What other political efforts are being made?

Governors of most of the Great Lakes states, including Michigan's Jennifer Granholm, have urged Illinois to close the Chicago canals and the locks. Bills are pending in both houses of Congress to direct the U.S. Army Corps of Engineers to close the locks and separate the Great Lakes from the Illinois rivers. Michigan legislators this year have begun holding public hearings and urging constituents to write to the White House, which so far has favored controls, not waterway closure.


Is President Obama favoring his adopted home state?

Many make that claim. He has sided with Illinois and publicly spoken against lock closures. He did hold a White House summit in February that was attended by several Great Lakes governors and has supported $78.5 million toward carp control.


If we can't beat 'em, can we at least eat 'em?

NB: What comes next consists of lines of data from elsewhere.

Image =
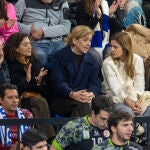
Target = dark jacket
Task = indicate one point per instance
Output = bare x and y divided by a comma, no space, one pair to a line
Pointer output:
18,76
4,73
115,23
66,77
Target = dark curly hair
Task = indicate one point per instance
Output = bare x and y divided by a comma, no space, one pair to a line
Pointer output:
12,43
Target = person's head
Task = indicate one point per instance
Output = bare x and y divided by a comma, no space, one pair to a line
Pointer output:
102,106
121,50
80,39
1,52
9,98
33,139
3,12
17,45
121,125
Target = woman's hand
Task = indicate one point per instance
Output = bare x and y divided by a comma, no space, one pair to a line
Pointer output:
28,73
42,73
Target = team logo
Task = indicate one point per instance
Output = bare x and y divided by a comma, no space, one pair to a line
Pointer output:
106,133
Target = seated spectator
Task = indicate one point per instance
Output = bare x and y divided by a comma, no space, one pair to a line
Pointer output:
146,9
123,74
121,126
8,24
74,75
9,109
83,133
133,12
32,139
95,14
44,22
4,73
28,75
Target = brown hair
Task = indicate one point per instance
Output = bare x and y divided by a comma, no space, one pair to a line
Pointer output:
78,32
124,40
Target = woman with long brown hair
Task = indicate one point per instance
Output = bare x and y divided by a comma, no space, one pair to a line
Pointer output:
27,73
8,24
123,74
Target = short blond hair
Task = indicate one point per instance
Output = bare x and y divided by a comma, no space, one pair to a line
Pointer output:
78,32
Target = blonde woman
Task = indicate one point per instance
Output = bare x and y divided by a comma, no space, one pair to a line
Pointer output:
124,76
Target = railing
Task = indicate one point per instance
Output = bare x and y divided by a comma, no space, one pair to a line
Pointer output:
60,121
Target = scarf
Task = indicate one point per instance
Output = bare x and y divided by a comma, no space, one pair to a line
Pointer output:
23,128
100,40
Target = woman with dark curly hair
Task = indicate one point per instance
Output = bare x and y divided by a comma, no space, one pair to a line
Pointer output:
27,73
8,19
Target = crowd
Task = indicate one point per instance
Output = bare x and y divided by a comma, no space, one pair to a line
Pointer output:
51,67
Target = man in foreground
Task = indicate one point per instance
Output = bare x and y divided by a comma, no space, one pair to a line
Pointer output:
9,109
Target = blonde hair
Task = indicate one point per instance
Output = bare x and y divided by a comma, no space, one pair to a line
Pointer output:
78,32
124,40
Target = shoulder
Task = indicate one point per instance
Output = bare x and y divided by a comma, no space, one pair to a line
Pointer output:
137,58
27,113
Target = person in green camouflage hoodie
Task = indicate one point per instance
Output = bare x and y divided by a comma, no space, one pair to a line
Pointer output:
121,125
83,133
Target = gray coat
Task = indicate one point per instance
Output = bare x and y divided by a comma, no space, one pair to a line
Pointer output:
46,16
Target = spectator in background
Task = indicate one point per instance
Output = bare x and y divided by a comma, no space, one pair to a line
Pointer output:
95,14
84,133
123,74
133,12
32,139
4,73
75,75
8,24
121,126
9,109
28,75
44,22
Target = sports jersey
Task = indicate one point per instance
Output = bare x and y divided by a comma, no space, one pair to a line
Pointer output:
109,145
79,134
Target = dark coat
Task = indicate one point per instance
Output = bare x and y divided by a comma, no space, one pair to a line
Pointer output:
65,76
18,76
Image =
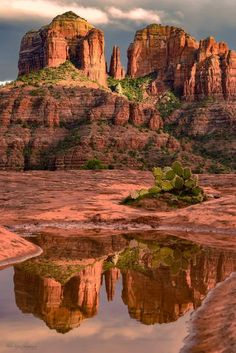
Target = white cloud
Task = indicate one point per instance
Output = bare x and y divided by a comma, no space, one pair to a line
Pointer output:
137,14
48,9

Yes, although Americans generally prefer firmer fish. Still, an article titled "Can China eat enough Asian carp to save the Great Lakes," recently published in OnEarth, the online magazine of the Natural Resources Defense Council, detailed some of possibilities, including gefilte fish, in which bones are ground up with the meat. In China, Asian carp are very popular, and as rivers there are overfished, large fish aren't available. The Big River Fish Co., in Pearl, Ill., processes millions of pounds of fish a year, shipping as much as 40,000-pound containers of frozen Asian carp. They've got a contract for 30 million pounds to go to China.


What do they taste like?

Kevin Irons, from the Illinois Natural History Survey, reports the bighead carp are "actually pretty good eating, if bony." While the prevalence of bones makes processing them a bit more expensive, there may be a market for the fish as menu items.

For a dinner party, Irons served them deep-fried in cornmeal, along with yellow perch and trout. "People wanted to try it," he says. They're a fattier fish. "If you trim off the fattier meat in the whole process of filleting, it is very good eating."